Report from Vice President for North America
Greetings from North America!
I had the opportunity to be part of the MWIA delegation to the World Health Assembly 76 (WHA76) that convened in Geneva (May 21-31, 2023). I would like to summarize some highlights, specifically the two statements that were presented, the meeting with the World Health Organization Office of Emergency Preparedness, and the Sex and Gender Roundtable.
MWIA was allowed six delegates, These included members of the Executive Committee: Drs. Eleanor Nwadinobi (President), Mariam Jashi (Secretary General), Amany Asfour (President elect), Eliza Chin (Treasurer), Elizabeth Lichtenstein (VP Northern Europe, and myself. Dr. Padmini Murthy, AMWA Global Health Lead, was also in Geneva, representing AMWA as part of the Women in Global Health and Global Health Council delegation. Dr. Murthy moderated a panel on Gender Equity in the Health Workforce for Health Systems Strengthening. This program was co-hosted by the Government of France, Women in Global Health, in collaboration with the government of Liberia and the Government of Norway.
The MWIA delegation presented two statements at the WHA (see below). One statement, presented at the Committee working on Global Strategy for Women’s, Children’s and Adolescents’ Health (2016-2030), asked WHO to prioritize promotion of Gender Equity and Equality policies and practices in the health sectors and institutions, mainstreaming of Gender-Medicine in undergraduate medical education, and investing in health information and early prevention programs for young populations. MWIA also called for a Global Treaty to end violence against women and girls.
WHA76 Individual Statements
Agenda Item: Item 12. Global Strategy for Women’s, Children’s and Adolescents’ Health (2016-2030)
The Medical Women’s International Association (MWIA) is a non-governmental organization founded in 1919 in New York, registered in Switzerland and representing over 12,000 women physicians in more than 70 countries.
MWIA recognizes the gender-related differences in health and healthcare between women and men, girls and boys throughout the world, and gender inequalities in the medical profession.

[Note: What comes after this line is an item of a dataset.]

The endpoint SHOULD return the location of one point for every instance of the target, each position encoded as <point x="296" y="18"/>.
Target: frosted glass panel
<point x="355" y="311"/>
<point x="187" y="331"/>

MWIA is also concerned with the rising incidents of violence against women and girls, and femicide.
To advance the Universal Health Coverage agenda for all, MWIA calls WHO to prioritize promotion of Gender Equity and Equality policies and practices in the health sectors and institutions, mainstreaming of Gender-Medicine in under-graduate medical education, and investing in health education and early prevention programmes for young populations. MWIA also calls for a Global Treaty to end all forms of violence against women and girls.

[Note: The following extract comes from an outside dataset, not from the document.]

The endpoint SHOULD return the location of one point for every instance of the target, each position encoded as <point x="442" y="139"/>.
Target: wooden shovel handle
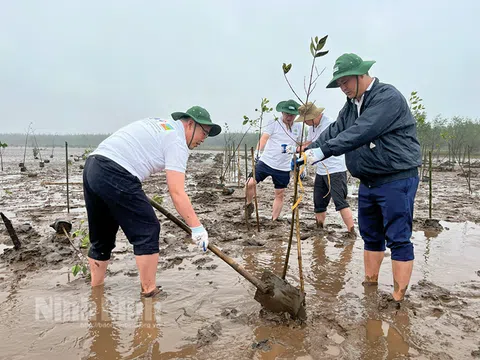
<point x="236" y="266"/>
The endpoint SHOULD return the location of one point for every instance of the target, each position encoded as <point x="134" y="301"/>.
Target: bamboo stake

In the second statement presented during the session on non-communicable diseases, MWIA asked for more investments in prevention and management of cardiovascular disease in women, noting that the pathophysiology and symptoms of atherosclerotic cardiovascular disease differ in women compared to men, leading to undertreatment and misdiagnosis even in countries with a high socioeconomic index. MWIA called for screening of risk factors (cholesterol, blood pressure, diabetes) for cardiovascular disease in women as well as men both in clinical practice and public health programs.

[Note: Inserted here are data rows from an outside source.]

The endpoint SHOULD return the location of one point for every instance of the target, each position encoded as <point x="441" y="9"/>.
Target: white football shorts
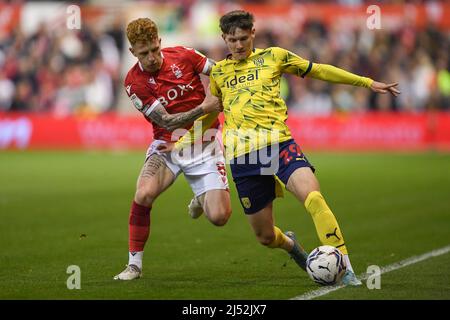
<point x="203" y="166"/>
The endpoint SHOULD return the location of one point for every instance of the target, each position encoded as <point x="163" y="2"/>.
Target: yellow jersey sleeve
<point x="291" y="62"/>
<point x="215" y="90"/>
<point x="336" y="75"/>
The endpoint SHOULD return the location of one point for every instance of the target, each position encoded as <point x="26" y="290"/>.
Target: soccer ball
<point x="325" y="265"/>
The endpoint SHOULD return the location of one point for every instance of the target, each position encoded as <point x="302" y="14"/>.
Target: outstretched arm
<point x="380" y="87"/>
<point x="333" y="74"/>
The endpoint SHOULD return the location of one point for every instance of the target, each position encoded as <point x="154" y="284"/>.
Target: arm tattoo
<point x="172" y="121"/>
<point x="152" y="166"/>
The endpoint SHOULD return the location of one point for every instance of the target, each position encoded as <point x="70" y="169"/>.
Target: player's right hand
<point x="380" y="87"/>
<point x="211" y="103"/>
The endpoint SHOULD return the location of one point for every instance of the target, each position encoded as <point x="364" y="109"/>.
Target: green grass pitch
<point x="71" y="208"/>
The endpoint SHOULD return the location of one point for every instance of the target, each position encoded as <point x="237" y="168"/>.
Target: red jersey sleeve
<point x="198" y="60"/>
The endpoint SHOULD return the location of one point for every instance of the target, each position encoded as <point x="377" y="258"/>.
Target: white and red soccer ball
<point x="325" y="265"/>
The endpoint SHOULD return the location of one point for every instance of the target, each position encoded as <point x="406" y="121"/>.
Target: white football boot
<point x="195" y="208"/>
<point x="131" y="272"/>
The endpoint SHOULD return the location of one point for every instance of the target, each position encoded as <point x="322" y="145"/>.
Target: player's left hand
<point x="380" y="87"/>
<point x="166" y="147"/>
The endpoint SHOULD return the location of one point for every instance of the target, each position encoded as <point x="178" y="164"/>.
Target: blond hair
<point x="142" y="29"/>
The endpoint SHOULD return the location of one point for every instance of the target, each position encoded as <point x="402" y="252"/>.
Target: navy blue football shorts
<point x="257" y="175"/>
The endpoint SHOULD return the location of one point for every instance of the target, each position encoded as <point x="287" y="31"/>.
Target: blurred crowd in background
<point x="75" y="71"/>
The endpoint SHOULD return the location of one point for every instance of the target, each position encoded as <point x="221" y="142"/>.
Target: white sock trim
<point x="347" y="262"/>
<point x="136" y="258"/>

The MWIA delegation met with Dr. Nedra Emiroglu, Director of WHO Office of Emergency Preparedness. Discussion involved country readiness for health emergencies, such as the COVID crisis, emergency medical teams, vulnerable populations, and community health workers. MWIA will be partnering with WHO Emergency Preparedness to assist with educational materials for Community Health workers. This project will involve National Associations.On May 30th, MWIA and AMWA collaborated on a Gender Roundtable (in person and virtual) led by Dr. Elizabeth Lichtenstein, Chair of the Gender Medicine SIG. The discussion involved doctors worldwide who updated the group on the status of gender medicine education, research and clinical practice in their countries. Dr. Shelley Ross represented Canada. Dr. Eliza Chin and I gave the update for the United States. It was clear that much more work is needed to teach and practice sex and gender-based care, and conduct research on men and women (or male and female animals) with disaggregation and analysis of the data by sex.
During the last day of the WHA, the Executive Committee members attended the 153rd WHO Executive Session.